Conclusion This eggplant and ham casserole is a savory, satisfying dish that combines wholesome ingredients like eggplant, ham, mushrooms, and cheese into a comforting, flavorful meal. Whether enjoyed as a light dinner or served as a hearty side dish, this casserole is a great way to enjoy the delicious flavors of roasted vegetables and cheesy goodness. The added crunch from the breadcrumbs and the richness of the egg mixture create a perfect texture balance. Easy to prepare, it’s sure to become a family favorite.
Frequently Asked Questions (FAQs)
1. Can I use other types of cheese in the casserole?
Yes, you can substitute parmesan with other cheeses like mozzarella, cheddar, or gouda for a different flavor profile.
2. Can I make this casserole ahead of time?

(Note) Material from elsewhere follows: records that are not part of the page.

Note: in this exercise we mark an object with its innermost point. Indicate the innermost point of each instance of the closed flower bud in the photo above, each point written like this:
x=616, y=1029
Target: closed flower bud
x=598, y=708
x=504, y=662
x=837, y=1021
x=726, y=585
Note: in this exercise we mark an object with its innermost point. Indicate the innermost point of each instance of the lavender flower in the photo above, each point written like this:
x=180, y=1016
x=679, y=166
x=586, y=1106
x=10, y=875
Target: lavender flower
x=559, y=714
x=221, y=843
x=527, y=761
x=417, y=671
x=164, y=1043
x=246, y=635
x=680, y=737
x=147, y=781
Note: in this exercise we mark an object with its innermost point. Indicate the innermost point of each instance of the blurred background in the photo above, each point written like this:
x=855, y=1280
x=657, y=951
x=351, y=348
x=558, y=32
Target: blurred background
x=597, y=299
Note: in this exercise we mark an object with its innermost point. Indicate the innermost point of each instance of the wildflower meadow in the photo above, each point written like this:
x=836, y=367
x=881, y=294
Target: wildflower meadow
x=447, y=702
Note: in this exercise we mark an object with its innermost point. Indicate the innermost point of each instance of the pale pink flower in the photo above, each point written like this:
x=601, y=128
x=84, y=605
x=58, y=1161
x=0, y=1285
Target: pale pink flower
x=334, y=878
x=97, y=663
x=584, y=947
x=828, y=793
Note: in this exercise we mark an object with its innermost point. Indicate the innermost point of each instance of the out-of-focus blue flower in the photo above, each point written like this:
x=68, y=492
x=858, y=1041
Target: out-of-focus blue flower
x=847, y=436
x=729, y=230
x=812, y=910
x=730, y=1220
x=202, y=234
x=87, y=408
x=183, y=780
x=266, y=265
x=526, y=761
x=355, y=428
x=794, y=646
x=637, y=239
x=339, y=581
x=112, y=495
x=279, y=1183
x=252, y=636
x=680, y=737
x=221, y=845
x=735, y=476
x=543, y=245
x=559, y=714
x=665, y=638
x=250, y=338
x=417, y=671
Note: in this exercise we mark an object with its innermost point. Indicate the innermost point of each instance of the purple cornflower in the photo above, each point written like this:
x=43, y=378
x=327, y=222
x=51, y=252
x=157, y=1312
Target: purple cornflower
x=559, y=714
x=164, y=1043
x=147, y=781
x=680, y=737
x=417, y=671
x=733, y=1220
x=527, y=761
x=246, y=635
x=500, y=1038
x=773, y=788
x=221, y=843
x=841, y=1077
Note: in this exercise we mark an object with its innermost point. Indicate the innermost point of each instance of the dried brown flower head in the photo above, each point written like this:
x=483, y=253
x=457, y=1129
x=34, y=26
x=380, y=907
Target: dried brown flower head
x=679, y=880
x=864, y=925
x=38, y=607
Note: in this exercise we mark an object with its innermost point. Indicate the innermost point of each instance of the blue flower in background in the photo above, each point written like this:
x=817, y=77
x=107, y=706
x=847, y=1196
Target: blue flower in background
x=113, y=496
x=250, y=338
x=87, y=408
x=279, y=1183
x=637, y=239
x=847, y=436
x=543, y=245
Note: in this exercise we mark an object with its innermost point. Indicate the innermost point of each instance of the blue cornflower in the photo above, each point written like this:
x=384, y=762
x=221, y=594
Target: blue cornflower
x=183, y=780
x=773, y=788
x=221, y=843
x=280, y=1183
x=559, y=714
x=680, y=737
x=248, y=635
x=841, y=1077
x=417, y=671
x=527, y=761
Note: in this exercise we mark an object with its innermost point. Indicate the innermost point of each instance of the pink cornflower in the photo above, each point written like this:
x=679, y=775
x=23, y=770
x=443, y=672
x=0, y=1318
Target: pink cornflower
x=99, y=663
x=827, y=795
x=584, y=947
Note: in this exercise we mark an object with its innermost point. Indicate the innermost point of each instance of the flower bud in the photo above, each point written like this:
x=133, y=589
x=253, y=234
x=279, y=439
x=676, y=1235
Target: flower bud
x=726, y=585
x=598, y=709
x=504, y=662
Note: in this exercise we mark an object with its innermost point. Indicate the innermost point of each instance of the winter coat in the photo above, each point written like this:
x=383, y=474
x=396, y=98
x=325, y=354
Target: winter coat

Yes, you can prepare the casserole a day before and refrigerate it overnight. Simply bake it when you’re ready to serve.
3. Can I freeze the casserole?
Yes, you can freeze the casserole after it has been assembled but before baking. Wrap it tightly with plastic wrap and aluminum foil, and freeze for up to 3 months. To bake, allow it to thaw overnight and then bake as instructed.
4. Can I make this casserole gluten-free?
Yes, you can substitute the wheat flour with a gluten-free flour blend or almond flour. Be sure to check that the breadcrumbs are also gluten-free.
5. How do I make this casserole spicier?
Add a pinch of red pepper flakes to the egg and milk mixture or stir in some diced fresh chili peppers to the vegetable filling for extra heat.